Lamb likes to put on "big flashmobby type things," he said. "When I decided to ask Amy to marry me, I wanted something she wouldn't forget."
This is what happens when you date an actor.
"I was completely floored," Frankel, 33, said. "We had talked about wanting to get married, but I never would have expected that in a million years."
Lamb surprised Frankel with a growing street party of singing, dancing, arm-waving friends and family. "I knew there was very little chance to do this without her knowing what was going on," he said. "My goal was just to get her to the house." His brother took over, asking her to sit in the car and listen to a song.
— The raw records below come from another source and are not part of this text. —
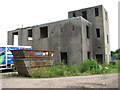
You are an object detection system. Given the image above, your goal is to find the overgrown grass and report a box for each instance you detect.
[2,59,120,78]
[0,73,19,77]
[31,59,119,78]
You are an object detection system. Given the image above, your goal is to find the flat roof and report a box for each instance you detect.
[8,16,92,32]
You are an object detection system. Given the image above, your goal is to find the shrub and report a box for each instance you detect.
[81,58,101,74]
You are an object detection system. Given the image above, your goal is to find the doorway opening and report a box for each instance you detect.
[13,32,18,46]
[96,54,103,64]
[61,52,68,65]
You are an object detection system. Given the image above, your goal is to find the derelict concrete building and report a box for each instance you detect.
[8,5,110,65]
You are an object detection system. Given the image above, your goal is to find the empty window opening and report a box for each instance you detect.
[86,26,89,39]
[73,12,76,17]
[95,8,99,16]
[13,32,18,45]
[52,30,53,34]
[82,11,87,19]
[96,28,100,38]
[98,47,101,49]
[61,28,63,32]
[107,35,109,43]
[87,52,91,59]
[40,26,48,38]
[105,12,107,20]
[96,54,103,64]
[28,29,33,40]
[73,26,74,30]
[61,52,68,64]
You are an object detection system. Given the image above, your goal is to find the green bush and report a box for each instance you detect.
[81,58,101,74]
[31,58,118,78]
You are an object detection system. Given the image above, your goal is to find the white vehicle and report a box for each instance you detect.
[0,45,31,71]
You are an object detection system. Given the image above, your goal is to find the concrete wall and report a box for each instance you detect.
[32,18,92,65]
[8,5,110,65]
[8,17,93,65]
[8,28,32,46]
[68,5,110,62]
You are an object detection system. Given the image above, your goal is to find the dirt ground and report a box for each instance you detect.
[2,74,118,88]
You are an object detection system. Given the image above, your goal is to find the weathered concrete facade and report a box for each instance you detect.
[8,5,110,65]
[68,5,111,63]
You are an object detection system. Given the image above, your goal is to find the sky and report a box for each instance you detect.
[0,0,119,51]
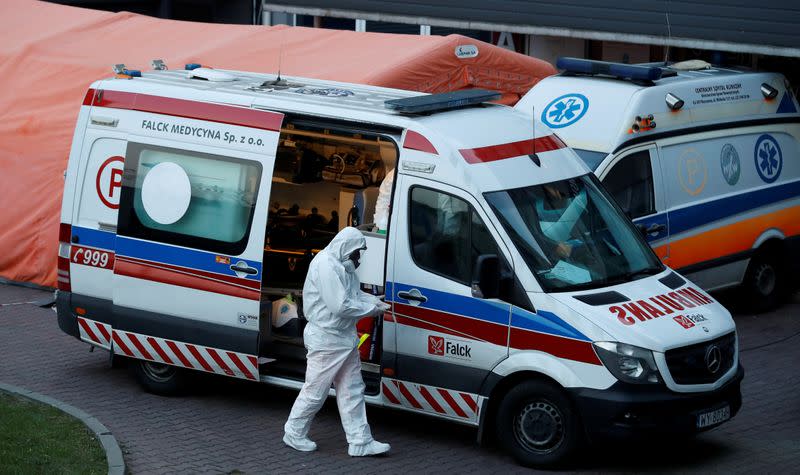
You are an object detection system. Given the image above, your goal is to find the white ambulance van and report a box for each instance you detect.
[57,63,744,465]
[515,58,800,310]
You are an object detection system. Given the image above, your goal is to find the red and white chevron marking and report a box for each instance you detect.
[78,317,111,350]
[381,378,479,423]
[113,330,258,381]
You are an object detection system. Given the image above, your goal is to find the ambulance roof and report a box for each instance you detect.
[93,69,589,194]
[515,67,798,154]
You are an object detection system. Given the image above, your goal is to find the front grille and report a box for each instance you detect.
[664,332,736,384]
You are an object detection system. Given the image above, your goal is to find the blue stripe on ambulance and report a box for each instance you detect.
[634,181,800,241]
[386,282,591,341]
[117,236,261,280]
[72,226,117,252]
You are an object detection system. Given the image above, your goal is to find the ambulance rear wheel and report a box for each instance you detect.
[744,252,785,312]
[495,381,581,467]
[132,360,186,396]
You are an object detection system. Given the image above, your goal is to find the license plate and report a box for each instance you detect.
[697,406,731,429]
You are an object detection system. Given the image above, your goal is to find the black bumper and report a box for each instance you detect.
[570,363,744,440]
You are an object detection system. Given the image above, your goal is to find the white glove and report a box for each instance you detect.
[375,302,392,315]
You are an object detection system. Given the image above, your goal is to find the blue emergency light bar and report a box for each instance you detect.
[383,89,500,114]
[556,58,677,81]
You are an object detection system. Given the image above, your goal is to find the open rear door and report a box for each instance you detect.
[113,101,283,380]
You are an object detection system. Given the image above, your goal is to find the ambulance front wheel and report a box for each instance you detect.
[495,381,581,467]
[132,360,186,396]
[744,249,785,312]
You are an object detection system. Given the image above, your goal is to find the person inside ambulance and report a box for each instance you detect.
[485,175,663,291]
[283,227,390,457]
[536,184,587,259]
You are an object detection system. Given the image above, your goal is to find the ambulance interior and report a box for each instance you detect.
[259,117,398,390]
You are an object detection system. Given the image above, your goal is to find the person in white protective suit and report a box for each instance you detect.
[283,227,390,457]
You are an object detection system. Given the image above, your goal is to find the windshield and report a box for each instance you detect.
[485,174,664,292]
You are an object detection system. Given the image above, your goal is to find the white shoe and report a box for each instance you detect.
[347,440,392,457]
[283,434,317,452]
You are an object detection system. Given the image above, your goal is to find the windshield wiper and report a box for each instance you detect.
[625,267,664,281]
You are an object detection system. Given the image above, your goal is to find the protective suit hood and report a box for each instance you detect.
[325,227,367,264]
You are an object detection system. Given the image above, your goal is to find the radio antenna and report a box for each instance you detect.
[275,26,288,83]
[664,0,672,66]
[530,106,542,167]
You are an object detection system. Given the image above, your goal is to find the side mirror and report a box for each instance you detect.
[471,254,500,299]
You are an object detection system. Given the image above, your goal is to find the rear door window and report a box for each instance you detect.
[603,150,656,219]
[120,144,261,255]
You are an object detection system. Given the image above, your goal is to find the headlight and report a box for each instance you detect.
[594,341,661,384]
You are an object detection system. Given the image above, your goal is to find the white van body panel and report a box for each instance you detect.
[492,350,617,389]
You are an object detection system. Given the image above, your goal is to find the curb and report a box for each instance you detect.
[0,383,125,475]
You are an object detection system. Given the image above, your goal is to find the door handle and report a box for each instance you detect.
[397,289,428,303]
[636,223,667,235]
[231,261,258,275]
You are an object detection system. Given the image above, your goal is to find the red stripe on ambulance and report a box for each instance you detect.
[394,302,602,365]
[403,130,439,155]
[83,89,283,132]
[114,256,261,300]
[78,317,111,349]
[167,340,194,369]
[147,336,173,364]
[106,330,258,381]
[459,135,566,164]
[381,379,479,423]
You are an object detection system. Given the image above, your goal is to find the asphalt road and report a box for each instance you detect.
[0,285,800,474]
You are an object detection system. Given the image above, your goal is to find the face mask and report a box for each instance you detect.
[342,259,356,273]
[349,249,361,269]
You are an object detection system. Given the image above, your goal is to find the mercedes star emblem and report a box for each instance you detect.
[706,345,722,374]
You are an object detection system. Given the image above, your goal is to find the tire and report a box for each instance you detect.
[744,251,786,312]
[495,381,583,467]
[130,360,188,396]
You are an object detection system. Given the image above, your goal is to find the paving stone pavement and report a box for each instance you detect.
[0,284,800,474]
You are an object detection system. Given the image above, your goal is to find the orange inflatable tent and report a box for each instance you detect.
[0,0,555,287]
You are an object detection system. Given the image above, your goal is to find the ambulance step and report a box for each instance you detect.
[258,358,306,381]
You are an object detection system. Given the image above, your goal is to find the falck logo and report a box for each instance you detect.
[672,315,694,329]
[428,335,444,356]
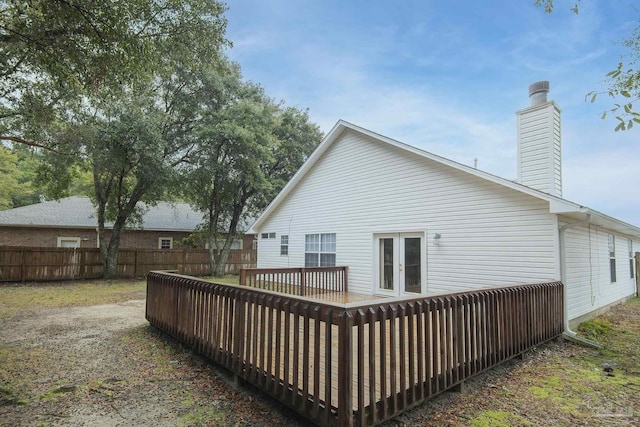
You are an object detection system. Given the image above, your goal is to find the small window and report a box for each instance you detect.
[629,239,636,279]
[280,235,289,255]
[158,237,173,249]
[58,237,80,248]
[304,233,336,267]
[609,234,616,283]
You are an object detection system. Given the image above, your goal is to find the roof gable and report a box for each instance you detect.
[0,196,203,232]
[250,120,640,236]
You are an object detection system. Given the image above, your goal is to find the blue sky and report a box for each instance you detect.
[222,0,640,226]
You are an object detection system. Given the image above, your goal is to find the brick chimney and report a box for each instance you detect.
[516,81,562,197]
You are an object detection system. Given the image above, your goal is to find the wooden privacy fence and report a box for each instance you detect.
[0,247,257,282]
[240,267,349,296]
[146,272,564,426]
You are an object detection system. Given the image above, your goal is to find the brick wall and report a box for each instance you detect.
[0,226,196,249]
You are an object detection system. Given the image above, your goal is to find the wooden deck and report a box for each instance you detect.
[147,272,563,426]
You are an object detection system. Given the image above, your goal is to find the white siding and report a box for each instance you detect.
[564,221,640,319]
[257,130,559,293]
[518,102,562,197]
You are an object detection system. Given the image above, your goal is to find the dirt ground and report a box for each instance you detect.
[0,299,640,427]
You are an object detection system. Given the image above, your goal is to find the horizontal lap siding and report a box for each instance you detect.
[258,131,555,293]
[564,225,639,319]
[518,104,562,197]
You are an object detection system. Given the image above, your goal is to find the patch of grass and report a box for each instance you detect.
[471,410,532,427]
[578,317,611,342]
[178,406,226,427]
[0,346,47,405]
[0,280,146,319]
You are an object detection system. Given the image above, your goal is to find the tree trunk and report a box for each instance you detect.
[213,242,231,277]
[103,225,122,279]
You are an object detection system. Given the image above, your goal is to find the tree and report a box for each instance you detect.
[535,0,640,132]
[0,0,229,149]
[182,75,322,277]
[0,144,19,210]
[0,0,229,277]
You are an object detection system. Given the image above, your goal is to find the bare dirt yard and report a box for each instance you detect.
[0,282,640,427]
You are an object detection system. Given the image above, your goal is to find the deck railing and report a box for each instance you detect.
[146,272,563,426]
[240,267,349,296]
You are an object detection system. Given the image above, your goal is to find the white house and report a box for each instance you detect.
[252,82,640,328]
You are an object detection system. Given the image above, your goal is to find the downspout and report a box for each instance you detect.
[558,213,603,348]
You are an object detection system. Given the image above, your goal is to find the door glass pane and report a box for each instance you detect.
[403,237,422,293]
[379,238,393,289]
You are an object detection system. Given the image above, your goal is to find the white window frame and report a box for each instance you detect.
[280,234,289,256]
[304,233,337,267]
[57,236,82,248]
[627,239,636,279]
[607,234,618,283]
[158,237,173,249]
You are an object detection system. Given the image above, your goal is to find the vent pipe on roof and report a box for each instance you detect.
[529,80,549,106]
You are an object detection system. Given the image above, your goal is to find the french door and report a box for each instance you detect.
[374,233,426,296]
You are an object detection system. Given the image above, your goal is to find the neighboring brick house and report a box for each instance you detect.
[0,196,254,249]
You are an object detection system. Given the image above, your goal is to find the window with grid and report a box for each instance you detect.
[158,237,173,249]
[629,239,636,279]
[609,234,616,283]
[304,233,336,267]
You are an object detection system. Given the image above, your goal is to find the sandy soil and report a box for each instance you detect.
[0,300,304,427]
[0,300,640,427]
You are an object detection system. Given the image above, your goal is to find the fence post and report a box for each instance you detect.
[636,252,640,296]
[133,249,138,277]
[338,310,358,426]
[342,266,349,292]
[240,268,247,286]
[20,249,25,282]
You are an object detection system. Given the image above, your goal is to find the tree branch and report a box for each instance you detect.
[0,135,61,156]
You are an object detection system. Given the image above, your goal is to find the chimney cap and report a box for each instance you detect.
[529,80,549,96]
[529,80,549,105]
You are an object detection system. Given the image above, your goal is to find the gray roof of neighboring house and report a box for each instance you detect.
[0,196,203,231]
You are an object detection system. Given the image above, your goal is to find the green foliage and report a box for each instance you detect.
[534,0,640,132]
[181,71,322,275]
[578,318,611,342]
[0,145,19,210]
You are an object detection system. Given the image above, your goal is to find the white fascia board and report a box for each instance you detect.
[549,198,589,214]
[247,120,349,234]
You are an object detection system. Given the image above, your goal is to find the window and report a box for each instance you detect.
[158,237,173,249]
[304,233,336,267]
[58,237,80,248]
[609,234,616,283]
[629,239,636,279]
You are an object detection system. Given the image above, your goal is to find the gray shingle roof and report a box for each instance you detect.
[0,196,202,231]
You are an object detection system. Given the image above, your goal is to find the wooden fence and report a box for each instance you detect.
[146,272,564,426]
[240,267,349,296]
[0,247,257,282]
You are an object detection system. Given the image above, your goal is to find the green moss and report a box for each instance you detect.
[178,405,226,427]
[578,317,612,342]
[471,411,532,427]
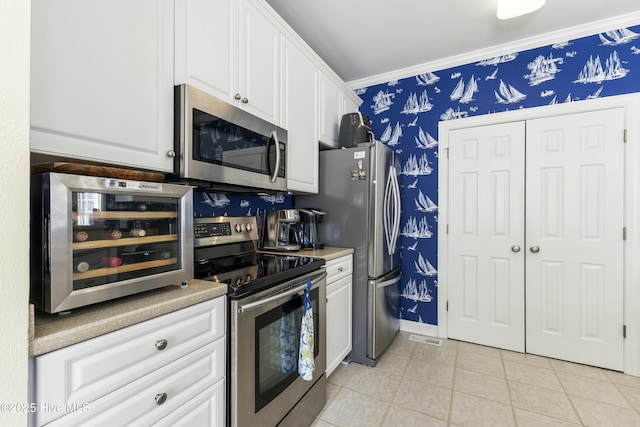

As Frankel dutifully sat there, the car began to move. Two of their friends appeared and she thought, "How sweet, they're going to do a show for me." The car drove slowly up the street and more people appeared, including Lamb's parents. When she heard the words of the song, "Marry You," a candy-sweet tune by Grammy winner Bruno Mars, she knew what was up.
By the end of the show, 60 people were dancing in the street. They parted and there was Lamb, handsomely suited, who got down on bended knee.
Throughout the six-minute video, a camera shows Frankel's reaction, laughing, hugging herself, all but falling out of the car.
Did he have any doubts she'd say yes?
"Not a one. This whole production was a good insurance policy."
They met six years ago at an audition for "West Side Story" at Portland Center Stage, soon after Frankel moved to Portland from New York City. She got the part, he didn't. Lamb studied film production at Loyola Marymount University and for several years, starred in "Defending the Caveman," a one-man show about the differences between men and women. Frankel is a former Broadway dancer and has choreographed several shows in Portland, including Portland Opera's recent "Candide." They're both company members at Portland's Third Rail Repertory Theatre.
They plan to marry in a year.
"One of reasons I love him, he's such a fun-loving guy," she said. "He has such a big heart. He loves celebrating life and the friendships that we have. Our lives are going to be like this."
But, she worried, "How am I going to top that?"